Recruiting Impact: In less than 12 hours, Wisconsin went from having no linebacker commits to having in the 2018 class, creating a tight pinch for those remaining linebackers out there who are thinking about playing for Wisconsin.
The commitments of Waukesha Catholic Memorial’s C.J. Goetz and Platter give the Badgers a projected 15 scholarship linebackers on the roster in 2018. Right now the Badgers have roughly seven spots available to them with having only 13 scholarship seniors on the roster. That number will likely go up, but probably not by many. And considering UW has needs elsewhere, can the Badgers afford to take a third linebacker?
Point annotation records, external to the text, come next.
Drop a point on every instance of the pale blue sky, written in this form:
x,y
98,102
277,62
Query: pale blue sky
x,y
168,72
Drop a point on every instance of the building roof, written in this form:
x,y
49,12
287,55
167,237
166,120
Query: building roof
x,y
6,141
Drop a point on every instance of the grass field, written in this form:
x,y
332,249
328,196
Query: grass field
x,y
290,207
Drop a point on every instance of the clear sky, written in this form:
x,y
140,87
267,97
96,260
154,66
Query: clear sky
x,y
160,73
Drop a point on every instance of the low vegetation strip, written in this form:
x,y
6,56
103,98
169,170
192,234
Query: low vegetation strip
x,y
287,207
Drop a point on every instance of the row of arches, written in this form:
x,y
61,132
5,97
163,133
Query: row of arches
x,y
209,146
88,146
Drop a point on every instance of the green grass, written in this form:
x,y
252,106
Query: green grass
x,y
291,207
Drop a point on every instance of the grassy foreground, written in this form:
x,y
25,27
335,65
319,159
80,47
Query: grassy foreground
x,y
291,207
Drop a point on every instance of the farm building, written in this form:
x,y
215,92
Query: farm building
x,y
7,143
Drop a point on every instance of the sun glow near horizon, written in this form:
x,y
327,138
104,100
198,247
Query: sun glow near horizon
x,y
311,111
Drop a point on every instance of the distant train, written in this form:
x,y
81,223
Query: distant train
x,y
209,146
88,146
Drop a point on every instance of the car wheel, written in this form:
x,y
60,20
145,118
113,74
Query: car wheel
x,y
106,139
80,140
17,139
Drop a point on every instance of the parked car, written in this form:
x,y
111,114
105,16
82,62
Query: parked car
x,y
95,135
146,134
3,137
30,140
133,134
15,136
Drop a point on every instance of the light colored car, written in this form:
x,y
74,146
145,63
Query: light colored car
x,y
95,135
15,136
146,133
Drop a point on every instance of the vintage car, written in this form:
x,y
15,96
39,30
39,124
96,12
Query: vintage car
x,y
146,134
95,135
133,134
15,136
As I wrote in Goetz’s commitment impact story, Wisconsin extended an offer to Brookfield Central’s Reggie Jennings last spring but the raw prospect remains uncommitted, without other known offers and – it appears – not in a hurry to make a decision. Is he still coveted by the staff and/or does he still have a spot available to him?
Looking out of state, the Badgers have developed good relationships with Lake Zurich (Ill.) prospect Jack Sanborn, Deerfield Beach (FL) coveted four-star Kenny Bastida and Macon (GA) Stratford Academy’s Tobe Umerah, who loved his UW visit in the fall and his good friends with current UW sophomore receiver Quintez Cephus. Sanborn appears the most likely of the three, as he spoke highly of his “electric” visit to Madison for the Ohio State game.
Whether the Badgers take another linebacker depends on where that player is projected moving forward, as UW will likely take an inside linebacker over an outside one.
Quote: “It’s a dream come true, it totally is. I knew from the second I stepped on the campus that that’s where I wanted to go. What really made my decision with Wisconsin was the coaching staff. That was the biggest, more important part, and the coaching staff was huge.” - Platter
Final Thought: Just as important as Platter’s skill set and intangibles is his background, a high school football program that has produced a Wisconsin commit each of the last two seasons and a quarterback two years ago that committed to Iowa.
“They know what they are getting when they get a Menomonie kid,” Platter said. “It’s the hard work and dedication.”
In addition to his long arms and his length, Platter is solid in pursuit and gets after players with a high motor. Pass rushing and run defense is definitely a strength of his currently, making him a good fit as an outside linebacker in the 3-4 scheme.
“I’m definitely going to work on developing myself as a person and a football player,” Platter said. “It’s a big change, so it’s a lot of work to be put in, but I’m ready.”
Monday was a heck of a day for the Wisconsin staff, locking up three in-state prospects that will help fortify their front seven in the coming years.